Cela fait moins d’un an que deux des plus beaux palmarès du rugby français comme entraîneurs cohabitent, depuis l‘élection de Laporte à la tête de la FFR, le 3 décembre 2016. Mais d’innombrables passes d’armes à fleurets plus ou moins mouchetés les opposent alors que se profilent les tests d’automne (11-25 novembre), les premiers de Novès sous le patronage de Laporte, qui ne l’a pas choisi.

Novès avait déjà vécu en juin en Afrique du Sud sa première tournée estivale de l‘ère Laporte. Où le président, après la déroute du premier test, avait tancé dans la presse les internationaux, avant d’entreprendre un aller-retour express à Durban pour leur rappeler leurs devoirs. Un message doublé par celui du numéro 2 de la FFR, Serge Simon, dans le vestiaire.

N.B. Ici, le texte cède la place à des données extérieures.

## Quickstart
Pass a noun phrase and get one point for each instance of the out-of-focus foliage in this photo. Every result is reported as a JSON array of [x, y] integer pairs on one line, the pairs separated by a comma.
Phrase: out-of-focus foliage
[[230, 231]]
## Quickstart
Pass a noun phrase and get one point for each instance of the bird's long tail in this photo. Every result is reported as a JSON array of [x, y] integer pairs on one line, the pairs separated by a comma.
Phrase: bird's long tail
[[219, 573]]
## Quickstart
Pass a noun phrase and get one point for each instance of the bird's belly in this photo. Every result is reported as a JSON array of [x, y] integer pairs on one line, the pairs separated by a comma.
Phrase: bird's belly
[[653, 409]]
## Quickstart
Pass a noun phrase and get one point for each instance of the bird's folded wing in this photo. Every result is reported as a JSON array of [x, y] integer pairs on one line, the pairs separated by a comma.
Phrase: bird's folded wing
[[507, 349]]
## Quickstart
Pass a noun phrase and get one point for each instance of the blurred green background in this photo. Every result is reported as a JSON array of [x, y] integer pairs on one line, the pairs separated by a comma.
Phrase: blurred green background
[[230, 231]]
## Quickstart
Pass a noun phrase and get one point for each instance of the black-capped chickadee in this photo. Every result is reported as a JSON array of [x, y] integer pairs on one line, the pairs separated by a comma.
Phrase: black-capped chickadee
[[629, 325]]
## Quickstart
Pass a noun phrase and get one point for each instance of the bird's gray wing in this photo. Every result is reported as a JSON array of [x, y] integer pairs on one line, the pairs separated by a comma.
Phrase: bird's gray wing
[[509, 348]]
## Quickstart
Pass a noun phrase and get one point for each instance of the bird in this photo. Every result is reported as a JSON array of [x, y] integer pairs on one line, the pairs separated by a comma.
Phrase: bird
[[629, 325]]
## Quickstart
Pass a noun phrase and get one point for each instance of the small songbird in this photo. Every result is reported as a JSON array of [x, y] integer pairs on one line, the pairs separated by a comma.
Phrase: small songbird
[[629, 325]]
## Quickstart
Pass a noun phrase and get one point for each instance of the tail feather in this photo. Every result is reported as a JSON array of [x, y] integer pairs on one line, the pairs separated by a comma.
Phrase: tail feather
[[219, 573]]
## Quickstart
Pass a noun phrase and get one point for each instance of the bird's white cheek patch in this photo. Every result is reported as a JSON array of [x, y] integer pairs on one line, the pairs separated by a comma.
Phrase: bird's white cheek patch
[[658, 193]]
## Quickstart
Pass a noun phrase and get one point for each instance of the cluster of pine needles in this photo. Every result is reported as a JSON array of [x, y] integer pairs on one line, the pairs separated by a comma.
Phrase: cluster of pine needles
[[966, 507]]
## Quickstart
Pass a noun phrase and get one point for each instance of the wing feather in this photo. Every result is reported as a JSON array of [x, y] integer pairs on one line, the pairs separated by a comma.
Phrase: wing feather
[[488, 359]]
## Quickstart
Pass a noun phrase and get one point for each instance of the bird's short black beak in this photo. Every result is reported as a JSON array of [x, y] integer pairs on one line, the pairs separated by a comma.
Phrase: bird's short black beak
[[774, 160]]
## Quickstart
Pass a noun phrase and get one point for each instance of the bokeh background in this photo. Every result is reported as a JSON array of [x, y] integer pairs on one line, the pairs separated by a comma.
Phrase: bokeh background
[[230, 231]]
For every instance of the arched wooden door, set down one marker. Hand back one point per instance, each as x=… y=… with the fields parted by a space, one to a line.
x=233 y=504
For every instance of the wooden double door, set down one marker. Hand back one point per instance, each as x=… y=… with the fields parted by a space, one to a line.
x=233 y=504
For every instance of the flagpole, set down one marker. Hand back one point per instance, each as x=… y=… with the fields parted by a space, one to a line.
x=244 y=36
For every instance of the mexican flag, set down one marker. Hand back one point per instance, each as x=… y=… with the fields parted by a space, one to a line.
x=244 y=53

“Bernard et d’autres ont une communication différente de la mienne. Ils ont leurs idées, ça les regarde. Cela ne veut pas dire que je suis tout le temps OK avec ça, c’est sûr”, a commenté lundi Guy Novès dans les colonnes du Parisien.

Le sélectionneur a vu également Laporte, qui a fait du redressement du XV de France l’une des priorités, fixer publiquement l’objectif de remporter trois des quatre tests d’automne programmés face aux All Blacks (2), à l’Afrique du Sud et au Japon.

- Deux couleuvres avalées –

Le président a également exprimé sa volonté de voir de nouveaux visages après le calamiteux voyage en Afrique du Sud (trois lourdes défaites), tout en se défendant de la moindre ingérence: “Je ne veux pas les influencer (les entraîneurs) mais j’ai le droit d’exprimer ce que je pense” a-t-il ainsi déclaré lundi à RMC Sports, à deux jours de l’annonce du groupe retenu pour les matches de novembre.

“Personne ne m’impose rien du tout. Pour m’imposer quoi que ce soit, il faudra se lever de bonne heure. Mais on discute, il (Laporte) me donne son avis. C’est normal: tout le monde n’a pas son expérience” a estimé de son côté Novès. Le sélectionneur assure qu’il comptait de toute façon faire souffler un vent de fraîcheur cet automne, à rebours de la politique de continuité qu’il prônait depuis son arrivée, fin 2015.

L’ancien manager du Stade Toulousain a en revanche été forcé, à la demande du duo Laporte-Simon, d’ouvrir grand les portes du XV de France.

Alors qu’il refusait, depuis sa prise de fonction, que les joueurs soient “les représentants commerciaux du rugby français”, il a dû plier cet automne devant la volonté fédérale d’offrir davantage d’exposition aux Bleus. Ces derniers seront plus disponibles pour les partenaires (campagnes publicitaires, déjeuners) et les médias (plus de points presse, avec plus de joueurs).

“Ce que j’aurais préféré, c’est ce que j’avais mis en place. L‘équipe de France n‘était pas fermée! (…) J’ai accepté un certain nombre de règles mais dire que c’est ça qui va améliorer l‘équipe de France, je n’en suis pas certain”, a grincé Novès.

Et si Laporte et Novès étaient sur la même longue pour transformer les Barbarians en véritable équipe de France A, le sélectionneur a dû avaler une autre couleuvre: le deuxième match face aux All Blacks, le 14 novembre à Lyon — trois jours après le premier — qu’on lui a, a-t-il ironisé, “gentiment proposé”.

Pour faire rentrer de l’argent dans les caisses de la Fédération, il existe un autre moyen, sur lequel se rejoignent Novès et Laporte: que les Bleus retrouvent leur rang.